After reading the article, I have but one question: What are eigen values?
A quick lookup on Wikipedia reveals that they are used in linear algebra and, for example, matrix transformations. I think this article failed by trying to relate eigenvalues to everyday scenarios, similar to when beginning calculus books give examples involving total pressure on an underwater dam door or mass of a rod as examples for the usefulness of definite integrals. In those cases, you end up calculating the area under the curve, but the curve happens to be the graph of a constant function or a first-order polynomial. Calculating such areas can easily be done by using the elementary formula for the area of a trapezoid.
In linear algebra, for a given linear transformation (a certain kind of matrix which generally represents some operation) M, an eigenvalue of M is a scalar c such that given a non-zero vector v (called the eigenvector), Mv = cv, where multiplication on the left is matrix multiplication and multiplication on the right is multiplication of v by the scalar c.
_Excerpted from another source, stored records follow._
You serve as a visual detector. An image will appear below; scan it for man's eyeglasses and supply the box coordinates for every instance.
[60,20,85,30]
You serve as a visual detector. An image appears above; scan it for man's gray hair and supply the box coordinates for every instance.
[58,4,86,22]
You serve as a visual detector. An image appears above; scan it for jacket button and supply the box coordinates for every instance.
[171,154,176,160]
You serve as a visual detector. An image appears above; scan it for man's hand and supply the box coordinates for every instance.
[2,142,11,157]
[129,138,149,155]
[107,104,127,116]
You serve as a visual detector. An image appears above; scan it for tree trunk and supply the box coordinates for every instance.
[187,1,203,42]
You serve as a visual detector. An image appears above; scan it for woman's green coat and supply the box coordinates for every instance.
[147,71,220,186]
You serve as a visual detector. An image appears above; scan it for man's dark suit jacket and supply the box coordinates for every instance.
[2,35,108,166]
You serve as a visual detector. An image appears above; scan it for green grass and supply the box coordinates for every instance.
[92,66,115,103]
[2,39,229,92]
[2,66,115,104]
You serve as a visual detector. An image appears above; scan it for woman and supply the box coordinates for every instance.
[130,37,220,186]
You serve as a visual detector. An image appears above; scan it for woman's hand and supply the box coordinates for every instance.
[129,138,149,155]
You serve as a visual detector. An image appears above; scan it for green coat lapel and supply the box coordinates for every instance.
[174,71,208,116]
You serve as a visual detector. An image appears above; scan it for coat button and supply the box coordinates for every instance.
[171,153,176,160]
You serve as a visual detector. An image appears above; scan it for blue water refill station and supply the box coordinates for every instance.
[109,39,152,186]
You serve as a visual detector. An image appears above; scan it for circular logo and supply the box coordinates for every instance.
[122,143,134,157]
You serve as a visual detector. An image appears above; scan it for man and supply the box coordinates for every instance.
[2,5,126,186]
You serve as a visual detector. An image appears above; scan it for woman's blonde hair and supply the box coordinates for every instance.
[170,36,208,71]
The definition is significant because it says that for a certain vector v, the transformation M, no matter how complicated it may be, just scales v by a factor of c. This is useful, for instance, if you want to determine an axis by which to evaluate the range of the transformation, because by choosing an eigenvector, you are choosing a "simple" or "natural" perspective from which to evaluate the range.
This is the problem I had with Linear Algebra. The first half of the class felt like I was just being drilled definitions. But once all the definitions click, it's rather simple.
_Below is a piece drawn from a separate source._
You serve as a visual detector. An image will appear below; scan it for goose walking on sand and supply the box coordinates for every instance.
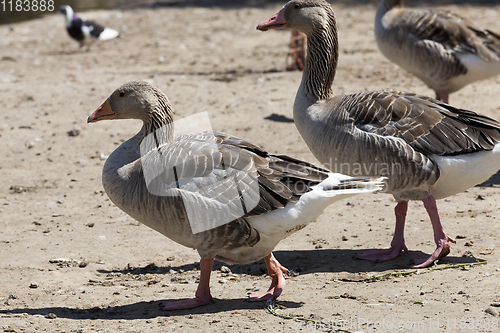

The best thing about my linear algebra class was that the professor warned us about this up front. Yet, I still was not prepared for the onslaught of new words, and the bad part of the class is they were all defined in terms of more mathematical words, not concepts like this rubber band example.
That was the point of the "What are eigen values?" article. It was to give the intuition behind the scary mathematical definition.
I find this helpful, as it answers the all important questions 1) Why should I care? and 2) What is the basic problem that the scary math is trying to solve?
With answers to those questions in hand, you can return to the scary math and work out how it maps to those answers.
Ok, others have tried a little bit of the math, but this is a difficult form for that. So here is a very intuitive (i.e. hand-wavy) way to think about the type of relationships we are talking about.
Suppose you have a (finite) cloud of points in three dimensions. For example, a bunch of GPS measurements. Lets just imagine that they are roughly elliptical, stretched out like a football. For simplicity we'll subtract the mean from this, so our co-ordinates come from the middle of this cloud.
I can take this set of (x,y,z) points and and find the eigen (which means "characteristic") vectors and values for this set of points. The first eigenvector will point along the long axis of the "football" (right through the pointy bits) because this is the strongest, in some sense, single direction that is represented. It won't be perfectly aligned with a finite number of points...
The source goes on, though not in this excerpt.